KUCHING: The construction of the Sungai Sarawak-Sejingkat Bridge and Second Kuching-Samarahan Trunk Road will not only reduce traffic congestion along the Kuching-Samarahan Expressway but will also connect various points along the coastal highway.
Caretaker Chief Minister Datuk Patinggi Tan Sri Abang Johari Tun Openg said the project was part of the 14 bridges and coastal road and second trunk road network projects undertaken by the state government.
“The other main road that will connect up to Sebuyau is from Saramahan. There will be the construction of a dual carriageway between the existing road near the Samarahan Bridge – Tambir junction, and this will go right up to Sebuyau and will enable people to use the coastal road,” he said in a press conference after officiating at the ground-breaking ceremony for the project concerned at the construction site along Jalan Bako on Sunday (Nov 21).
He said all these infrastructure developments were ongoing and would cost about RM11 billion, and take up to five years to complete from now until 2026.
“Once all of these are completed, it will increase economic activities within all sectors, among others, tourism, agriculture, services,” he said.
Earlier, in his speech, Abang Johari said that as the state government plans all development projects such as bridges and roads, it also sees how these can impact the people and surrounding areas.
“When we see Saramahan, it is developing very fast with two universities there, Sarawak Heart Centre, High Technology Park, and the latest Sarawak Infectious Disease Centre (SIDC).
“There are people from Samarahan who work in this area (Sejingkat) thus causing traffic jams (along Kuching to Samarahan).
“That is why we build this bridge and road to connect Sejingkat to Samarahan and from Samarahan it connects directly right up to Sebuyau, Sibu as well as Miri,” he said.
He added that despite the cancellation of the Batang Lupar Bridge and Batang Igan Bridge projects by the previous Pakatan Harapan (PH) government, the state government decided to take over projects for the benefit of the people.

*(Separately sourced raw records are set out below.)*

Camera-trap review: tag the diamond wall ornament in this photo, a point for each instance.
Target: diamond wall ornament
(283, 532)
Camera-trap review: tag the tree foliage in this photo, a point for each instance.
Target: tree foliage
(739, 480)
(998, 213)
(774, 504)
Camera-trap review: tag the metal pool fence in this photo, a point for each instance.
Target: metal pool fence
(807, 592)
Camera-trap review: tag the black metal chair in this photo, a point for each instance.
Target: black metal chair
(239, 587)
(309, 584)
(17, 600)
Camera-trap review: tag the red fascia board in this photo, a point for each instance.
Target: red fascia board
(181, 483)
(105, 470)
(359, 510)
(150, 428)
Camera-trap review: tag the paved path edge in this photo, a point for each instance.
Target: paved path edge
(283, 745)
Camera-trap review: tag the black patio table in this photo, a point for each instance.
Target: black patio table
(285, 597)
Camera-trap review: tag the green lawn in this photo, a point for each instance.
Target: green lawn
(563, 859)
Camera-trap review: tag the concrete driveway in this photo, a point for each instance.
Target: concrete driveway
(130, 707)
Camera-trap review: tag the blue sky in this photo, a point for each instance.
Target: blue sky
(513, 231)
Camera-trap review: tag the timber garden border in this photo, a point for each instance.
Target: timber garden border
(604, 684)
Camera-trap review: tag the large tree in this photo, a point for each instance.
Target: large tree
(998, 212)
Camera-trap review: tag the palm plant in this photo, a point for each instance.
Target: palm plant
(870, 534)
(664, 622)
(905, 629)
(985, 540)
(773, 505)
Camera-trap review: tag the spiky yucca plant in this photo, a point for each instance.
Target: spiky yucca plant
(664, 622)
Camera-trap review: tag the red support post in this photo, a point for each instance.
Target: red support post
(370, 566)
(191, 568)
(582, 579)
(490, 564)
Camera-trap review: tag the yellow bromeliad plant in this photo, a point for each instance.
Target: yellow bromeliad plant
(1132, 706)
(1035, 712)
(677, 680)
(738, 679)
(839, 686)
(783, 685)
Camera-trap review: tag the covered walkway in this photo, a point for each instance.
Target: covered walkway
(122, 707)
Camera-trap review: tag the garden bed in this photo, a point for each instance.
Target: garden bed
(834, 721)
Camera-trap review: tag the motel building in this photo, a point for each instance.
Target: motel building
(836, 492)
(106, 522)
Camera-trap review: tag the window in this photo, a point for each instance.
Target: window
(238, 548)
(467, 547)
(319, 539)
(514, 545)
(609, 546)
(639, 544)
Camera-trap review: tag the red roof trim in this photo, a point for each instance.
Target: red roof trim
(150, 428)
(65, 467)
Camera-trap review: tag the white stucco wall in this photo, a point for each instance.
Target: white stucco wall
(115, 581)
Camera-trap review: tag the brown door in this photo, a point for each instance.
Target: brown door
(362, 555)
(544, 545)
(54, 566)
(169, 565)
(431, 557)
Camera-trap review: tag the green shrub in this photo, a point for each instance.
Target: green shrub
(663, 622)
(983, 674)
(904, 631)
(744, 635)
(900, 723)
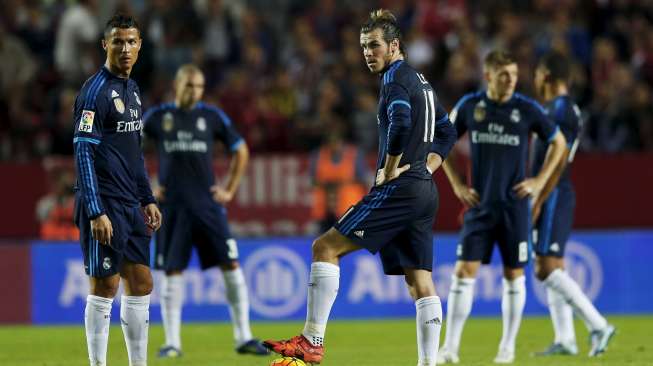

“We are able to fund these projects because of the extra revenue that we collect from the imposition of the State Sales Tax (SST) on petroleum products,” he said, adding that in three years, the state had collected RM7 billion from the SST.
Abang Johari said that the state would always find a way to increase the state revenue and that it was important to have alternative funding.
“When Gabungan Parti Sarawak (GPS) is given the mandate again (in the coming state polls) I will set up a Sovereign Fund.
“We will do it, and will bring it up to the State Legislative Assembly (DUN) (to be passed),” he pointed out.
He added that if there was no revenue from oil and gas resources, the state would still have the sovereign fund and not go bankrupt like what had been claimed by some parties.
“My intention is to develop Sarawak. There may be challenges along the way, but there must be a way to overcome it,” he said.
Most importantly, the chief minister said the people must remain united and Sarawak must have a strong and stable government in order for Sarawk to be developed and achieve the status of a high-income state.